Diego Xavier, epidemiologista da fundação, explica que o represamento dos dados está maior do que o normal. As equipes que digitam as informações no sistema, já pequenas, estão reduzidas em função das férias e têm passado por mudanças após as trocas de gestão nos municípios.

“Os indicadores hospitalares apontam diminuição, e os casos e óbitos devem se manter ainda elevados devido ao atraso do registro”, diz ele, esclarecendo por que ainda não é possível observar nos painéis o declínio do número de infectados e mortos.

Essa imprecisão torna ainda mais difícil estimar os motivos da queda. Para Xavier, as comemorações de fim de ano podem ter causado um aumento de infectados: “Por isso agora estamos vendo uma diminuição lenta, primeiro nas hospitalizações, e depois veremos nos casos e nos óbitos”.

Foi o que sentiu também o médico do hospital Ronaldo Gazolla. Segundo ele, houve um pico com as festas e depois veio a queda, no fim de janeiro. Ele afirma que se tiver Carnaval, provavelmente a curva vai aumentar novamente.

O pesquisador Marcelo Gomes acha difícil palpitar, mas cita um forte movimento de conscientização que teria acontecido em dezembro como possível contribuidor da redução. “Não tem outro fator claro que possa explicar, não tem motivo para supor que atingimos a imunidade de grupo, então seria algo comportamental.”

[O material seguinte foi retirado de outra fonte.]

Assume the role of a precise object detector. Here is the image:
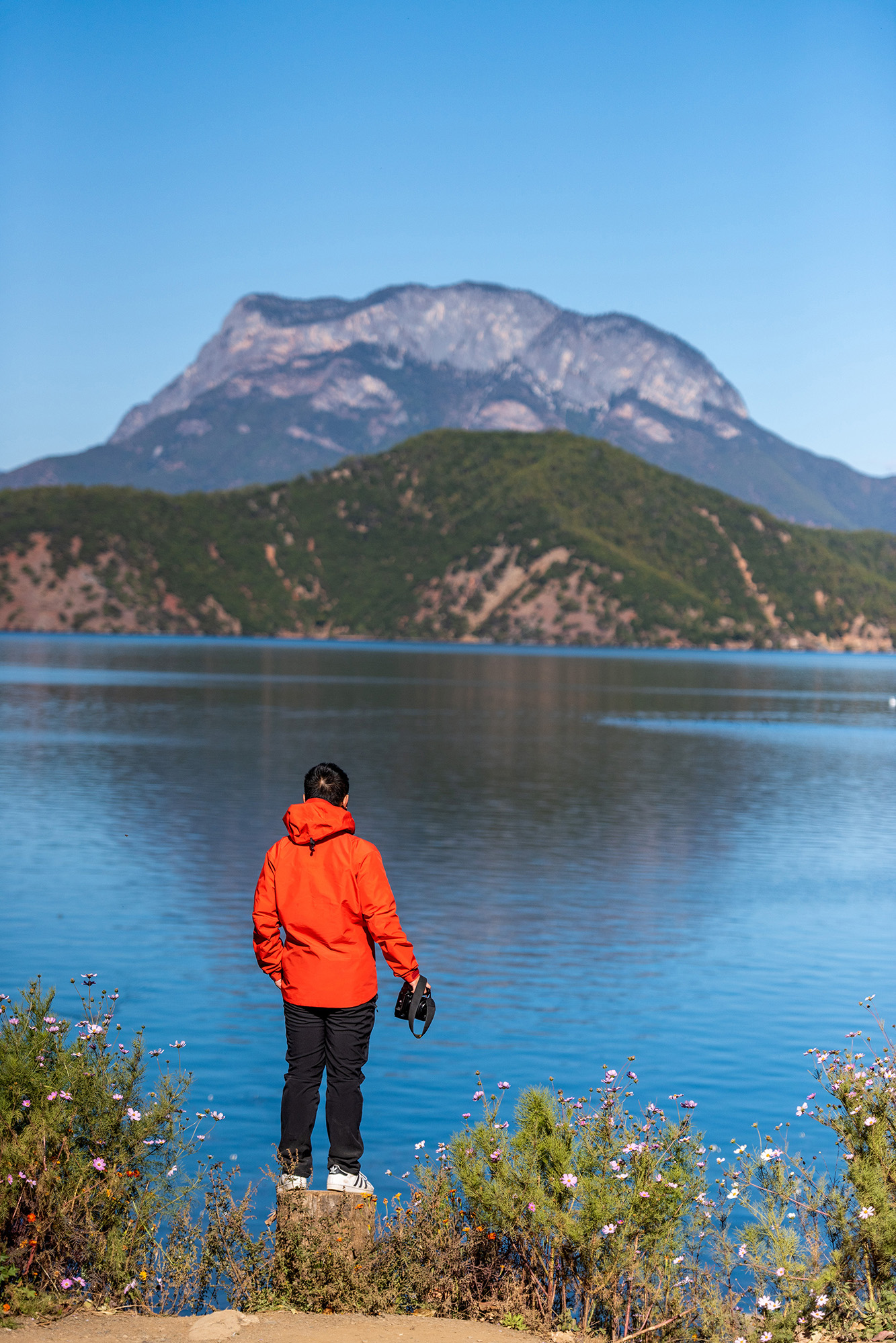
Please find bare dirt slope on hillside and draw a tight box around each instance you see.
[9,1311,548,1343]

Já Graccho Alvim, da associação de hospitais privados, levanta a hipótese de muitas pessoas estarem sendo tratadas fora de suas cidades por causa das férias. “Não conseguimos entender essa diminuição, principalmente na cidade do Rio. Talvez o que tenhamos é uma mudança do local do atendimento”, opina.

Todos concordam, porém, que não foi o início da vacinação a causa da redução. “Antes de julho não veremos um impacto da imunização, e o receio é que o vírus seja mais rápido do que ela. Ainda não sentimos a pressão pela nova cepa de Manaus, mas São Paulo talvez tenha começado a sentir, e ela deve chegar em algum momento por aqui”, diz Alvim.